The Australian: China uses Taiwan for AI target practice to influence elections

China has already deployed its expertise in artificial intelligence to erect a surveillance state, power its economy and develop its military. Now Taiwan’s cyber-security chiefs have identified signs that Beijing is using AI to interfere in an overseas election for the first time.

In the run-up to its general and presidential elections on Saturday, Taiwan has detected what appear to be experiments with AI-generated messaging amid disinformation unleashed by Beijing and its proxies. This could presage China’s export of its Orwellian tools for manipulation and control to influence other democracies.

If Chinese programmers can teach intelligent machines to mimic the language of voters — learning idioms, slang and mindsets via elaborate algorithms — it will be a game-changer, spreading fake news and disinformation through anonymous social media accounts at viral speeds.

Cyber-security chiefs believe that the traces of AI messaging in the campaign are tests as China tries to deploy the technology in a more sophisticated manner.

Tzeng said tell-tale signs of AI material were unfinished messages and low-quality wording. “It seems they are trying out new things,” he said. “China uses Taiwan as a laboratory to test its newly developed cyber-warfare tactics for future applications elsewhere.”

Michael Cole, editor of the Taiwan Sentinel, said there was “accumulating evidence that Beijing has begun experimenting with AI to generate false content and disinformation’’.

“We’re seeing the first steps towards using AI and computers to ‘write’ news, using a few keywords, that seems credible,” he said. “We’ve also been seeing evidence of automation in the sharing, almost instantly, of disinformation on social media. I think AI will be the next phase in Beijing’s efforts to overload and saturate the Taiwanese information environment.”

It is “a laboratory for China for adaptation and improvement on political warfare instruments which can then be unleashed against other targeted democratic societies”, he said.

The stakes in Taiwan could hardly be higher during an election that will shape the country’s relations with the US and China.
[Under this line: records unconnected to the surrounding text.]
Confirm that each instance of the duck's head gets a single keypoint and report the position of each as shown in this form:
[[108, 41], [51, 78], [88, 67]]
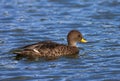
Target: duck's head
[[75, 36]]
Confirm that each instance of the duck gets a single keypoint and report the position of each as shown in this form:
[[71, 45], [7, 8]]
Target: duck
[[50, 49]]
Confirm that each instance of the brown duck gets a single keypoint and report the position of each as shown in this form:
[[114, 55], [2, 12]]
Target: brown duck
[[49, 49]]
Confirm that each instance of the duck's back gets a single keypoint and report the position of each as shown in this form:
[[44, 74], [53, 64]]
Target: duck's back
[[47, 49]]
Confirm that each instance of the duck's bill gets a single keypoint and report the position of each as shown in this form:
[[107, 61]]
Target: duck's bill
[[83, 40]]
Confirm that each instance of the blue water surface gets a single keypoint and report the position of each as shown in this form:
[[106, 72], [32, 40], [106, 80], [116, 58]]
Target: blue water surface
[[24, 22]]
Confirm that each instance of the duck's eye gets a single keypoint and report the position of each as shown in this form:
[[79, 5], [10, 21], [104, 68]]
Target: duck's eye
[[78, 35]]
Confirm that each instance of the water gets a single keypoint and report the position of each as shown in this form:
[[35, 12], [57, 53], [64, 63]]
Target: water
[[24, 22]]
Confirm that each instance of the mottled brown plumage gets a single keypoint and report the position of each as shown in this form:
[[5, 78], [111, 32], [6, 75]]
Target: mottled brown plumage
[[49, 49]]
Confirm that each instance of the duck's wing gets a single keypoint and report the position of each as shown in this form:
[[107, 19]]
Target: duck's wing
[[40, 47]]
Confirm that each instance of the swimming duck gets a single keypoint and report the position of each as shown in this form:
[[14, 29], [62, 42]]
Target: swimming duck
[[49, 49]]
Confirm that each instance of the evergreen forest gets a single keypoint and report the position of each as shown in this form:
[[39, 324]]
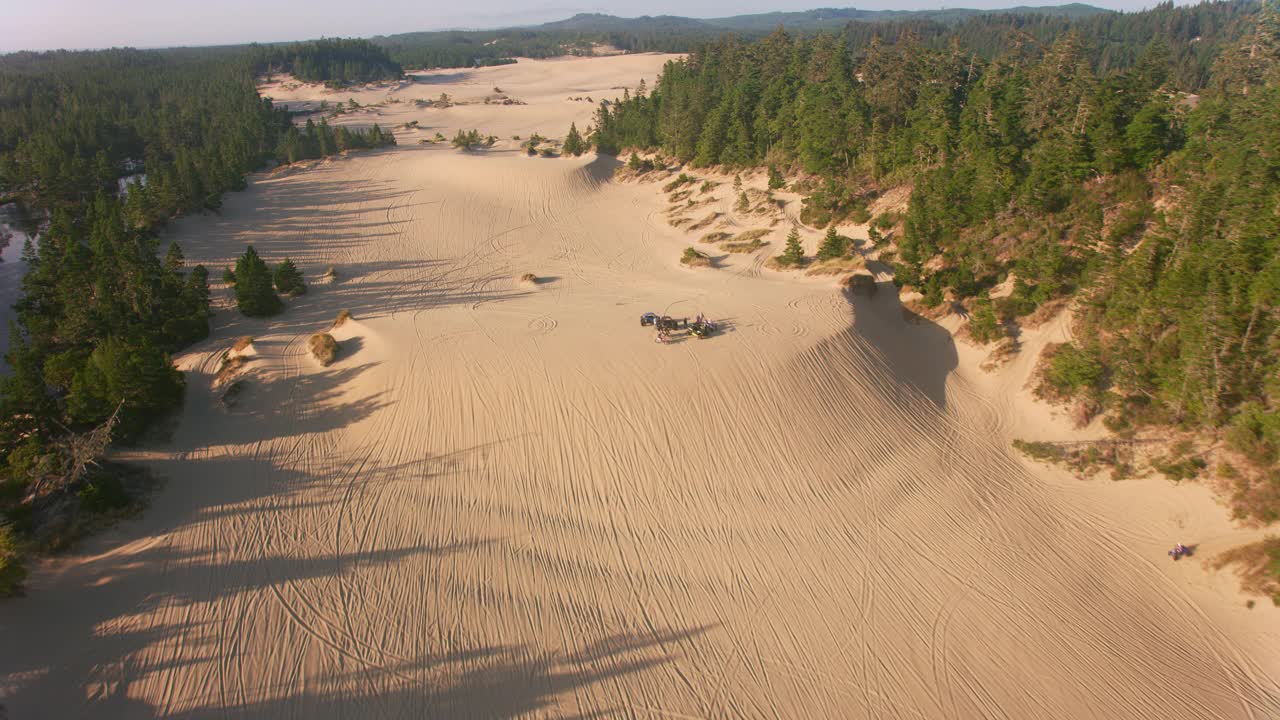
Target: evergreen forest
[[101, 149], [1137, 174]]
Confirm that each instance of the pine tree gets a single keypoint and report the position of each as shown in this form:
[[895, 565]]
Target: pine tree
[[288, 279], [983, 323], [833, 245], [254, 294], [794, 253], [776, 180], [574, 144]]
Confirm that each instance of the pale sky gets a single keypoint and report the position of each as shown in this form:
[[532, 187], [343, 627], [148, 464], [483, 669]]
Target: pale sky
[[42, 24]]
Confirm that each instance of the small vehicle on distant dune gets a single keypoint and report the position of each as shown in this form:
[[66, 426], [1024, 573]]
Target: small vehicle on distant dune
[[668, 323]]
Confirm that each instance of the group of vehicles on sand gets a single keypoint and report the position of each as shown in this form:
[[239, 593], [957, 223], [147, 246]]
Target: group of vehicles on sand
[[667, 326]]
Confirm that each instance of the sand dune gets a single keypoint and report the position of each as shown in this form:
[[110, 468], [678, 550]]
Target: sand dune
[[504, 499]]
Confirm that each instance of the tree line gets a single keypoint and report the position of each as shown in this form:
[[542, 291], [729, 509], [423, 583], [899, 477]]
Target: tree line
[[334, 62], [1139, 185], [104, 305]]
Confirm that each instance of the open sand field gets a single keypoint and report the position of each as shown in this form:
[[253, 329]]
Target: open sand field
[[506, 500]]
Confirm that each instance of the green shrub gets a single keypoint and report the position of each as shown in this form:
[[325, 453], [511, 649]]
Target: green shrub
[[1073, 370], [984, 326], [1255, 433], [776, 180]]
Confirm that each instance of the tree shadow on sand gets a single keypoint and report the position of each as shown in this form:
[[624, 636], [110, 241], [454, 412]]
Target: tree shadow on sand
[[914, 351], [147, 614]]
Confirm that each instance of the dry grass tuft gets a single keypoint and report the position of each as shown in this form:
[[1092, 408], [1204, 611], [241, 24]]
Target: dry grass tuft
[[860, 283], [739, 247], [1257, 565], [836, 265], [748, 236], [324, 349], [231, 367], [695, 259], [705, 222], [1000, 355]]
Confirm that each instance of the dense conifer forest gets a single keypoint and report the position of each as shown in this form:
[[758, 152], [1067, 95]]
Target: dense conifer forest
[[1124, 163], [104, 305], [336, 62], [1114, 40]]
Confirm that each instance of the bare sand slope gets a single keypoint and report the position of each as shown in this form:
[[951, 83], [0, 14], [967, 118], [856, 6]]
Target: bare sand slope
[[506, 500]]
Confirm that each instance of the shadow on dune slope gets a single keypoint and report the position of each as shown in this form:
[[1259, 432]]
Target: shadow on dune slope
[[917, 355]]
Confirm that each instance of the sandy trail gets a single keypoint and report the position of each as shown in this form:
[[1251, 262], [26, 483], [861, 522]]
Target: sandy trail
[[507, 500]]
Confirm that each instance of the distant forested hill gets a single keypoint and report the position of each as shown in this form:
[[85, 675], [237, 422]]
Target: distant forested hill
[[663, 33], [333, 62], [1130, 163], [1114, 39]]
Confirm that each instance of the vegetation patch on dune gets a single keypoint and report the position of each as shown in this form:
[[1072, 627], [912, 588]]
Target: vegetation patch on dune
[[1257, 565], [681, 180], [705, 222], [695, 259], [792, 254], [324, 349], [471, 140], [860, 283], [743, 247]]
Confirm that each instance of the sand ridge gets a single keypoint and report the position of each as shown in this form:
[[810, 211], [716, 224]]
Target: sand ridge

But Tzeng believes that Beijing has more far-reaching goals.

“China has great ambitions for how AI can influence other countries,” he said.

He said China wanted to surpass Russia by not simply interfering in elections, but sowing chaos and confusion and pursuing divide-and-rule tactics in open societies.

A spokesman for Taiwanese President Tsai Ing-wen said: ­“Beijing’s mission is to try to show that our democracy does not work.”

Even before this election, Taiwan was the democracy most heavily bombarded by false information from abroad, according to researchers at Gothenburg University. Taiwanese officials said the nation’s public sector faced an average of 30 million cross-border cyber attacks a month in 2018, when China was widely believed to have interfered in provincial elections that the KMT won in a landslide.

Messages pushed out by Chinese troll farms often stood out for their poor grasp of the rough and tumble of Taiwanese politics and even for their use of the mainland’s simplified Chinese alphabet (Taiwan uses traditional characters).

China has since employed Malaysian-Chinese and even Taiwanese nationals to generate fake content without the giveaway “linguistic footprint”, Cole said. But a much more ominous achievement would be if China’s programmers and linguists overcame the language barrier to develop a plausible AI “voice”.

Kai Strittmatter, the author of We Have Been Harmonised, which documents China’s use of technology to build its surveillance state, said it would be “an entirely logical next step” for Beijing to use AI in its foreign influence operations.